A diplomatic thaw between President Donald Trump and Prime Minister Narendra Modi is accelerating, with a planned visit to India later this year. The development, confirmed by sources in both administrations, highlights a strategic pivot in US-India relations that could leave Britain exposed in post-Brexit trade negotiations.
For the UK, the timing is awkward. London has been courting New Delhi for a bilateral trade deal since leaving the European Union, but progress has been glacial. The US, by contrast, is moving quickly. Trump’s visit, expected in the autumn, is intended to finalise a modest trade package covering defence, technology and energy. While the details remain confidential, the signal is clear: the world’s largest democracy and its most powerful economy are re-engaging after years of drift.
From a physicist’s perspective, international trade follows principles of least action: capital flows along the path of least resistance. The US-India relationship is a high-conductivity channel that has been partially blocked by political friction. That block is now being removed, and the energy will surge through the system. Britain, stuck in a low-conductivity state due to its unresolved EU divorce and domestic political chaos, will find itself in the cold.
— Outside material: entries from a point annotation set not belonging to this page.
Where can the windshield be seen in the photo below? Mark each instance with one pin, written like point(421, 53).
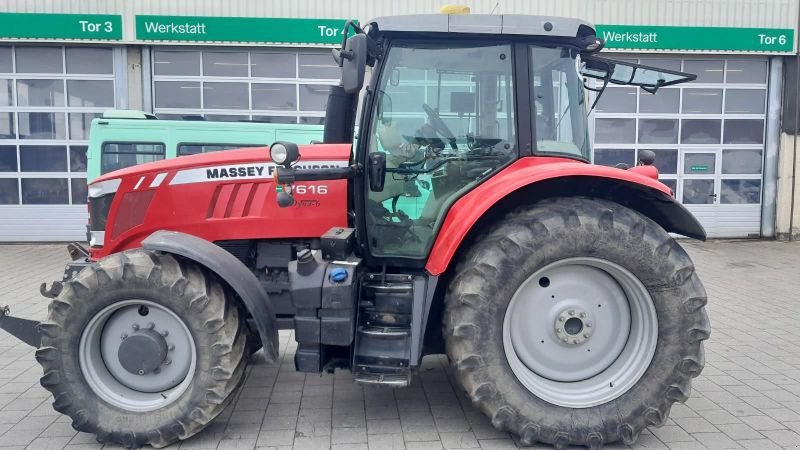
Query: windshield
point(560, 110)
point(443, 117)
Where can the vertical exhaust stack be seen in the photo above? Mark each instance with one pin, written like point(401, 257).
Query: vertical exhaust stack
point(340, 116)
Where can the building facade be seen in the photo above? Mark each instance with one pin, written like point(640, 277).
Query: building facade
point(718, 140)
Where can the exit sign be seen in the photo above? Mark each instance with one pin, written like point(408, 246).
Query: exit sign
point(106, 27)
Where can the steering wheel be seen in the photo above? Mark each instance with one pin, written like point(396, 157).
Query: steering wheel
point(439, 125)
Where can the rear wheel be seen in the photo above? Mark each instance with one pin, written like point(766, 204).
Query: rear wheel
point(576, 321)
point(142, 348)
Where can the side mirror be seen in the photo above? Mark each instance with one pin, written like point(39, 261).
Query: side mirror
point(284, 153)
point(376, 171)
point(647, 157)
point(353, 61)
point(384, 106)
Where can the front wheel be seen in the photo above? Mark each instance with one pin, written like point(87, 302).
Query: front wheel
point(576, 322)
point(142, 348)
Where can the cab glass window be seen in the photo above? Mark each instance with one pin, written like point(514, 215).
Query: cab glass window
point(193, 149)
point(444, 120)
point(118, 155)
point(559, 114)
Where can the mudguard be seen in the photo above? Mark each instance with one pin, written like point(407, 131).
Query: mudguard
point(230, 270)
point(532, 179)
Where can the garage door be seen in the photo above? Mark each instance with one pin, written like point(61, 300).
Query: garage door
point(708, 136)
point(48, 97)
point(275, 85)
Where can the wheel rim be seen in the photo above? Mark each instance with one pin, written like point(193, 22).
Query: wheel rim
point(580, 332)
point(137, 355)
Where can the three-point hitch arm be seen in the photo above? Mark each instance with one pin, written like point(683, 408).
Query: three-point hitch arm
point(25, 330)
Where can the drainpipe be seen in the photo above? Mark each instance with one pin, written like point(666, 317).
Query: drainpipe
point(794, 145)
point(771, 144)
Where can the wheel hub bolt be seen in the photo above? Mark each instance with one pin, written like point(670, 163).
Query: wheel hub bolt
point(573, 326)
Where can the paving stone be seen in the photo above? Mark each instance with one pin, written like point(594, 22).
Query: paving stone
point(349, 436)
point(672, 433)
point(739, 431)
point(384, 426)
point(275, 437)
point(431, 445)
point(48, 443)
point(785, 438)
point(762, 423)
point(696, 425)
point(715, 440)
point(759, 444)
point(17, 437)
point(459, 440)
point(386, 441)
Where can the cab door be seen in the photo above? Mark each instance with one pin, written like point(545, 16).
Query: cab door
point(443, 117)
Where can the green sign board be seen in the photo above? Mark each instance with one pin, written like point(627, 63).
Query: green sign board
point(104, 27)
point(642, 37)
point(239, 29)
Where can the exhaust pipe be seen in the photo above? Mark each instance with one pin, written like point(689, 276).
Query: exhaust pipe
point(25, 330)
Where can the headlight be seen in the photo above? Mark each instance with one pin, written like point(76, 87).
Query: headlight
point(278, 153)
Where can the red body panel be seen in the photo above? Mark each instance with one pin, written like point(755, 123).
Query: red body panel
point(469, 208)
point(194, 195)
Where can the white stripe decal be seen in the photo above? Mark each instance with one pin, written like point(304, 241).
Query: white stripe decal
point(158, 179)
point(258, 171)
point(104, 187)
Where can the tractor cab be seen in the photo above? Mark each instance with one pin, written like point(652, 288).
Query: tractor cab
point(454, 99)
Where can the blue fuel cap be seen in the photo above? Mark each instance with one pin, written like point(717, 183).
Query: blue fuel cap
point(338, 275)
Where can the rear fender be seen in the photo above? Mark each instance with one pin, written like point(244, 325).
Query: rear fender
point(230, 270)
point(526, 182)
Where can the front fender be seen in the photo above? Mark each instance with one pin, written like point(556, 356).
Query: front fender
point(230, 270)
point(529, 180)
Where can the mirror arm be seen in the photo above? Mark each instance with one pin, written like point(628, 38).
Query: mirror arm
point(600, 92)
point(346, 30)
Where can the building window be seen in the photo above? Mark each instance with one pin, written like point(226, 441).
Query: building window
point(48, 97)
point(219, 84)
point(708, 135)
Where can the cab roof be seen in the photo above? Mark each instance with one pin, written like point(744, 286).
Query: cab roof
point(505, 24)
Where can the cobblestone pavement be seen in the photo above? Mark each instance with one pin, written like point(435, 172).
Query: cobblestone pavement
point(748, 396)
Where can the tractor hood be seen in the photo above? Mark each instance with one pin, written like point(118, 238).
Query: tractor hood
point(221, 196)
point(318, 152)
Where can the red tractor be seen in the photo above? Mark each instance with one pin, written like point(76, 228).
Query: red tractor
point(465, 220)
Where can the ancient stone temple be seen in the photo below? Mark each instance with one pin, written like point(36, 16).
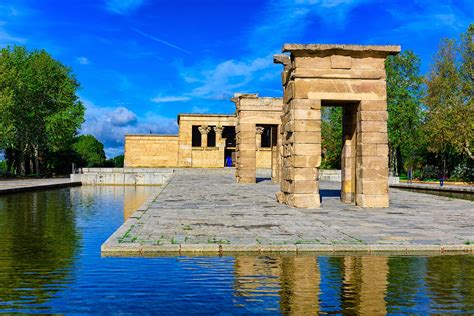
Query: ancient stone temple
point(249, 137)
point(349, 76)
point(255, 116)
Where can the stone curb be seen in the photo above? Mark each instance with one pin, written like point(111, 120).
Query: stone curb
point(136, 249)
point(39, 187)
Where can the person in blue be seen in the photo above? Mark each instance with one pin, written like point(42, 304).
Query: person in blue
point(228, 162)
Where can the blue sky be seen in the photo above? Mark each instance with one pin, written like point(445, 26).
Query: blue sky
point(141, 62)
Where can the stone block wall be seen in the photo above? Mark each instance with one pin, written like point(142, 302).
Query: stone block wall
point(350, 76)
point(252, 112)
point(153, 151)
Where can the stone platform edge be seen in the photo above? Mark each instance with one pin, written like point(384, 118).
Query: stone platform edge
point(432, 187)
point(138, 250)
point(40, 187)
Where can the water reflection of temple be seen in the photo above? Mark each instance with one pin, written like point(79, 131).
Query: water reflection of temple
point(301, 284)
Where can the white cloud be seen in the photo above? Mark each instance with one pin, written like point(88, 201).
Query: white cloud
point(110, 124)
point(156, 39)
point(123, 7)
point(281, 21)
point(219, 82)
point(83, 60)
point(6, 38)
point(167, 99)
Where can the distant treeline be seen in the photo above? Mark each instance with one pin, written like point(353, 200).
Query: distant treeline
point(431, 117)
point(40, 116)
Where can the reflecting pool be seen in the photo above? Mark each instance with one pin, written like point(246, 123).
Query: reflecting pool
point(50, 263)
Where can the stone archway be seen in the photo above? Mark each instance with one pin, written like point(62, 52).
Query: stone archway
point(350, 75)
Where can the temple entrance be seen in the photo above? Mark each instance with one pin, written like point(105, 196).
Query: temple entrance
point(229, 151)
point(313, 76)
point(347, 150)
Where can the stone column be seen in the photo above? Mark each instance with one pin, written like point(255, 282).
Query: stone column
point(204, 130)
point(301, 154)
point(219, 140)
point(246, 169)
point(220, 143)
point(276, 157)
point(258, 136)
point(372, 154)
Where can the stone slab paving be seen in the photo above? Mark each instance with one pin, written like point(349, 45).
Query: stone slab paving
point(20, 185)
point(203, 210)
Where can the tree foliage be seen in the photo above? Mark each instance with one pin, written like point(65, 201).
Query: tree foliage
point(404, 94)
point(331, 132)
point(450, 108)
point(89, 150)
point(40, 112)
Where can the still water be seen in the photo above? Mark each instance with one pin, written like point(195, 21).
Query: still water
point(50, 263)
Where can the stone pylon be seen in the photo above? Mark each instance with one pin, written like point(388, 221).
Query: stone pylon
point(349, 76)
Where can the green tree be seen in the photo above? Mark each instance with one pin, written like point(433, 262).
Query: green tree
point(89, 150)
point(405, 114)
point(40, 112)
point(450, 115)
point(331, 132)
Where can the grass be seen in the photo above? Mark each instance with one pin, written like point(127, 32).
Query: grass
point(186, 227)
India’s importance to global energy markets cannot be overstated. It is the third-largest oil consumer and a critical swing player in renewable energy transitions. Modi’s government has committed to 450 GW of renewable capacity by 2030, a target that requires massive foreign investment. The US, with its advanced solar and wind technologies, is a natural partner. But the UK, which once led the Industrial Revolution on coal, has been slow to adapt its export profile for a decarbonising world. Its strengths in financial services and luxury goods are less relevant to India’s infrastructure needs.
The scientific community has long warned that geopolitics ignores physical realities at its peril. Climate change does not respect borders, and neither do technology supply chains. The US-India thaw could accelerate deployment of low-carbon technologies across the subcontinent, a positive step for the biosphere. But if the UK is marginalised, its capacity to influence global emission trajectories diminishes. That is a loss for planetary health, not just trade balances.
There is also a data-dense element to this story. India’s energy consumption is projected to grow by 3% annually through 2040, faster than any major economy. To meet its climate commitments, it must add 30 GW of renewable capacity each year, equivalent to the entire grid of a small European nation. The US, with its vast wind corridors and desert solar farms, can supply the hardware. The UK, despite its North Sea wind expertise, lacks the manufacturing scale. Brexit has complicated access to European supply chains, and the domestic market is too small to support the necessary factories.
Trump’s visit is likely to yield a Memorandum of Understanding on energy cooperation, followed by contract announcements for US companies in solar panel production and battery storage. India will also seek access to American critical minerals processing technology, particularly for lithium and rare earths. These are the building blocks of the 21st-century economy, and the UK is not a player in this game.
The vulnerabilities for Britain are structural. Its trade deficit with India is already large, and without a comprehensive agreement it will widen. More fundamentally, the UK’s post-Brexit strategy has been to sign bilateral deals with fast-growing economies, but the US-India axis creates a gravitational field that pulls opportunities away from London. The physics of trade blocs is unforgiving: smaller masses get torn apart if they stray too close to larger ones.
For the biosphere, the real concern is that a fragmented global trade system hampers the energy transition. If countries balkanise into competing technological blocs, the cost of decarbonisation rises for everyone. The UK needs to recognise that its ecological footprint depends on international cooperation, and that isolationism is a luxury it cannot afford.
What happens next? The Trump-Modi summit will set the tone for the rest of the decade. If the UK fails to secure its own deal with India before then, it will be relegated to the second tier of trade partners. The science of complex systems shows that early movers in a network gain disproportionate advantages. Britain is running out of time to make its move.